Intro to Routing: Mixture-of-Experts and Expert Choice

I derive MoE and EC from first-principles.

Nov 14, 2025

In this post, I’ll cover routing mechanisms for large language models. People often talk about Mixture-of-Experts and Expert Choice, so my goal is to give a first-principles walkthrough that explains how these methods arise naturally. You can think of this as how I would have derived them myself, or as an ex post facto explanation that clarifies the logic behind their design.

Mixture-of-Experts (MoE)

Historical Roots of MoE

The engineering motivation behind MoE is straightforward. The goal is to take N expert functions f_i and compute a weighted average of their outputs based on how confident the model is in each expert.

The basic idea is simple. First, compute logits for each expert:

\(z_i = (W_g x + b)_i\)

Then convert these logits into a probability distribution:

\(g_i(x) = \text{softmax}(z(x))_i\)

Finally, compute the convex combination of expert outputs:

\(y = \sum_i g_i(x) * f_i(x)\)

Training proceeds exactly as it does for a standard feedforward layer. This formulation matches the original work of Jordan and Jacobs (1991).

The drawback is that this approach requires evaluating every expert for every token, including experts with very low probability. This becomes expensive as N grows.

Top-1 Gating

Let’s say we want to perform “Top-1 gating,” where we select only the highest scoring expert. Specifically, we want to compute all g_i(x), pick the top expert s, run only that expert, and set:

\(y = g_s(x) * f_s(x)\)

This has a property you might find unexpected. Even if all f_i point in roughly the same direction, the magnitude of y is smaller than the raw output of f_s(x), since f_s is scaled by g_s. You can argue that this is sometimes desirable, because lower confidence often corresponds to smaller updates in many other ML architectures. But this is a post hoc justification, and the real reason is just that attempts to renormalize y tend to perform worse in practice.

Backpropagation follows from the product rule. For the expert parameters θ_f:

\(\frac{dL}{d\theta_{f_s}} = \frac{dL}{dy} g_s(x) \frac{df_s(x)}{d\theta_{f_s}}\)

By symmetry, the gradient for the router parameters θ_g is:

\(\frac{dL}{d\theta_{g_s}} = \frac{dL}{dy} f_s(x) \frac{dg_s(x)}{d\theta_{g_s}}\)

For i != s, we have dL/dθ_{f_i} = 0, since those experts do not run. But dL/dθ_{g_i} is not zero, because the softmax couples all logits z_i, so each g_i influences the scaling of f_s.

The gradients are undefined at the exact boundaries where the identity of the top expert changes.
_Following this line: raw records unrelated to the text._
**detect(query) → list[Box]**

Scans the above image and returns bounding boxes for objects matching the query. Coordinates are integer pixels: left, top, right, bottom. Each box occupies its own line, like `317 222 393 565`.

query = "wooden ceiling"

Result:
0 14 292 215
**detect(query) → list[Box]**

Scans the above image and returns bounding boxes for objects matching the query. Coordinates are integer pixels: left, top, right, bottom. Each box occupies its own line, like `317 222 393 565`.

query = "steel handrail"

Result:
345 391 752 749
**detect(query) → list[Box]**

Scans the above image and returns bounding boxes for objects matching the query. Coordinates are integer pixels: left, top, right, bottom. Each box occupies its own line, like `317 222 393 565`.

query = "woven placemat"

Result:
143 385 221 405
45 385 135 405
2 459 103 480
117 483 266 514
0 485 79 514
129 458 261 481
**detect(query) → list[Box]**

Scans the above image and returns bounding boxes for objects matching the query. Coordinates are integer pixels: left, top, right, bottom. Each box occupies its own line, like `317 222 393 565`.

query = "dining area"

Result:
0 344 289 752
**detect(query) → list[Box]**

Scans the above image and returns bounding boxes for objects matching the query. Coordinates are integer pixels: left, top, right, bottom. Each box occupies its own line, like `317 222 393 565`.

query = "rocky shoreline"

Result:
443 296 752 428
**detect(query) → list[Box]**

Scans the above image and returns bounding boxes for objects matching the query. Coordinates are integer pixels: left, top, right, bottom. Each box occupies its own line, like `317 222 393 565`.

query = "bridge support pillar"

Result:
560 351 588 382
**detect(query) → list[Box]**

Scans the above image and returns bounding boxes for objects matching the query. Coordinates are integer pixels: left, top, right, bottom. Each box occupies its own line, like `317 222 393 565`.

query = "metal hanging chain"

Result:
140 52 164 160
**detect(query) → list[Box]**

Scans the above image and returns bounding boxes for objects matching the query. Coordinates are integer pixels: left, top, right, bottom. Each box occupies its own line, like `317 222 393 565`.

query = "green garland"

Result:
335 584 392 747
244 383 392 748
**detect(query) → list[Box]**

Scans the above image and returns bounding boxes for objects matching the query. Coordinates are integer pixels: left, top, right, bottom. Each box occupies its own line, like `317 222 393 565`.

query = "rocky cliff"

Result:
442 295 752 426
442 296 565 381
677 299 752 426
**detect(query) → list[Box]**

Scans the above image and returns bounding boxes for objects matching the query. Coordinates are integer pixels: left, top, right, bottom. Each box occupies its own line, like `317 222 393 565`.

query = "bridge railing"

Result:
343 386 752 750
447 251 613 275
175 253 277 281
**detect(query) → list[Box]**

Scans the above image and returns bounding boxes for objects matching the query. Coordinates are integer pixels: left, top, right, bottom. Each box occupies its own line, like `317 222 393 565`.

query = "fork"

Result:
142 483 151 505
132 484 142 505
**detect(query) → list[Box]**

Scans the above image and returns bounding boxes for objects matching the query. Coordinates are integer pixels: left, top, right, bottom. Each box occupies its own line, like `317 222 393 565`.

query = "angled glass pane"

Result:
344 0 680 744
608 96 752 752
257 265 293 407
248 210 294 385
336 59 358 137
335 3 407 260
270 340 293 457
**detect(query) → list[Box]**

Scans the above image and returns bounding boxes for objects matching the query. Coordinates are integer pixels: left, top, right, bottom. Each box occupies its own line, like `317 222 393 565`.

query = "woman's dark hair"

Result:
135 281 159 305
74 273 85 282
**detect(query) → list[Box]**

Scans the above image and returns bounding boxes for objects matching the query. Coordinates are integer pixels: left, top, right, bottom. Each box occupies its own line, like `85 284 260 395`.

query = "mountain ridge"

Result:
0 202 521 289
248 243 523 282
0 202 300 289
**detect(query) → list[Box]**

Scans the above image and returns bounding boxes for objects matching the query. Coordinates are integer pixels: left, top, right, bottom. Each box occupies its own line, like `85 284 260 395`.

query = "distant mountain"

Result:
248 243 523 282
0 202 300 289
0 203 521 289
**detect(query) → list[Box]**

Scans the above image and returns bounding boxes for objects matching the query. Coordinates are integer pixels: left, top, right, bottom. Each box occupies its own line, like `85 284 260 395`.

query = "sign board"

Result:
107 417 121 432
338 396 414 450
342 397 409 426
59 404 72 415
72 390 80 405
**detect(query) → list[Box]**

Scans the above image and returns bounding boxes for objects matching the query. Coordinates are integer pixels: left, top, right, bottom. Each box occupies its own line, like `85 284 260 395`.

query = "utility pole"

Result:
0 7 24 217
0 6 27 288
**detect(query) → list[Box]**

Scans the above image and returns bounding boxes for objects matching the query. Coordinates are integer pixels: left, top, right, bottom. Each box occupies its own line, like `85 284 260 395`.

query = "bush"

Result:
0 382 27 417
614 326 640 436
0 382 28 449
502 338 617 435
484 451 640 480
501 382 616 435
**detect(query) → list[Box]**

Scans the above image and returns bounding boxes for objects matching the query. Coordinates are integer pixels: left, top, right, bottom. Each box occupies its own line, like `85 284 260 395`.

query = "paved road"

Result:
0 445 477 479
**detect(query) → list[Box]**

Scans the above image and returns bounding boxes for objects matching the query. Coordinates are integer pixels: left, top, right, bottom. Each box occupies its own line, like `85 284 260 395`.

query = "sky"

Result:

But that’s typically fine, just like it’s not an issue for ReLU or other piecewise differentiable functions.

The major problem is that unused experts never improve. Training collapses to a solution where g_s ~= 1 for whichever expert happened to win early in training. In an ideal setting, we would want all experts f_j for j != s to receive at least some tokens so they continue to learn.

So we define the proportion of tokens routed to expert i in a batch:

\(p_i = \frac{1}{|B|} \sum_{t \in B} \mathbf{1}[s_t = i]\)

You might attempt to regularize this by optimizing:

\(L’ = L + \lambda * \mathrm{KL}(p || U)\)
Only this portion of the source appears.